4日目夕方、中環(Central)で友達Mさんと会う。3日連続で会ってくれて本当にありがたい…昨日も一日中遊んだのに。


漢方茶

駅の地下に漢方茶の店がある。私がずっと「漢方茶が気になる」と言っていたから、一緒に品を眺めた。

香港の街では昔からありそうな漢方の店をよく見かけるが、スタイルはそれだけに留まらない。駅前でもカジュアルに漢方茶を販売している専門店があったり、ベーカリーのレジ横にもジュースのような感覚でペットボトル製品が置いてあったり、ショッピングモールの中にも専門店がある。香港の人にとって漢方は、日本よりも身近であることがわかった。
Mさんは棚にたくさん陳列されたお茶の中から「これは喉を潤す、これは消化を助ける、これはコロナが流行ってから買う人が増えた咳止めの効果があるもの…」など説明してくれた。

「すごい詳しいね。パッと見て効果までわかるなんて」
「パッケージに書いてありますよ」
「ああそっか(笑)」

私はパッケージにある陳皮とか檸檬とかのイメージ画ばかり見て、字を解読しようとしなかった。Mさんは漢方に関して熱心で詳しく、パッケージに書いてある以上のことを知っていそうだった。Mさんは温かいペットボトルを(夏でも"温"があるのはさすが)、私は消化を促進する効果のある冷たいペットボトルを選んだ。
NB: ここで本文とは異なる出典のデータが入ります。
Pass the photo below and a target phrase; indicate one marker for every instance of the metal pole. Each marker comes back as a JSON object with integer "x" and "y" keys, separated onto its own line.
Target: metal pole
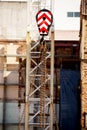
{"x": 52, "y": 69}
{"x": 52, "y": 78}
{"x": 28, "y": 66}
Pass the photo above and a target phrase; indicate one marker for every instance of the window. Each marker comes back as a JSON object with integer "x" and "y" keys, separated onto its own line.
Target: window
{"x": 73, "y": 14}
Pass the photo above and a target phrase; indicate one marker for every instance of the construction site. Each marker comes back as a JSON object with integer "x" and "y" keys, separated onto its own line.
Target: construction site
{"x": 43, "y": 70}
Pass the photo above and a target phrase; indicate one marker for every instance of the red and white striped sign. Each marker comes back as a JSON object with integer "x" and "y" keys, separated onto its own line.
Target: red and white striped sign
{"x": 44, "y": 20}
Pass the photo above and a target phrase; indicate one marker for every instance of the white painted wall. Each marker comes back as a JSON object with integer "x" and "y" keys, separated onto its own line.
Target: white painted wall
{"x": 62, "y": 22}
{"x": 13, "y": 17}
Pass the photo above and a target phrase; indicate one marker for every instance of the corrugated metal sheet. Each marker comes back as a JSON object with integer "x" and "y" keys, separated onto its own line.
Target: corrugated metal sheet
{"x": 69, "y": 100}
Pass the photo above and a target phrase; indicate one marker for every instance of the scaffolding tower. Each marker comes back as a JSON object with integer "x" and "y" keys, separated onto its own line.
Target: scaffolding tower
{"x": 38, "y": 108}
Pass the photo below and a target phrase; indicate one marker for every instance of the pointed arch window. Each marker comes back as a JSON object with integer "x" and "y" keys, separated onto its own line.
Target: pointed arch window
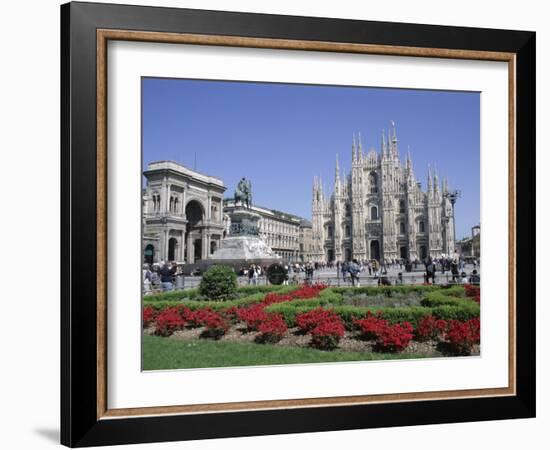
{"x": 373, "y": 183}
{"x": 374, "y": 213}
{"x": 402, "y": 206}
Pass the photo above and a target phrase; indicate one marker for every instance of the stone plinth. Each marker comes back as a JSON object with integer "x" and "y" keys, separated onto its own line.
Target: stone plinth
{"x": 243, "y": 246}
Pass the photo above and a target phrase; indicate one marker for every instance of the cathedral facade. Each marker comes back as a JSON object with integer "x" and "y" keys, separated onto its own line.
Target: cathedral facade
{"x": 379, "y": 211}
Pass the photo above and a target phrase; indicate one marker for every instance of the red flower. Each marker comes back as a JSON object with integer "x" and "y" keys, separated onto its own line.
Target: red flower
{"x": 311, "y": 319}
{"x": 371, "y": 325}
{"x": 168, "y": 321}
{"x": 461, "y": 336}
{"x": 327, "y": 334}
{"x": 472, "y": 291}
{"x": 430, "y": 328}
{"x": 272, "y": 329}
{"x": 148, "y": 316}
{"x": 394, "y": 338}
グァバとなにかのフルーツが使われたもので、無糖だけど飲みやすい。お値段はジュースの何倍もするが、日本にもこういう商品あったら良いのになあと強く思うもののひとつだった。

駅前で買えるんすよ


ベーカリーに並んでいた漢方ドリンク(右)



中環で見た路上の人たち

中環にはショッピングできる大きな建物がたくさんあり、買い物や遊びに出かけるようなところ。東京で言うと、渋谷をもっと歩きやすくした感じだろうか。そんな中心街の沿道に、花見みたいに段ボールやシートを敷いて賑わっている人たちがいる。局所的ではない。路上だったり、長い歩道橋のような道だったり、その人たちの居場所が道という道に続いている。賑わう人々は主にフィリピンから来ているらしい。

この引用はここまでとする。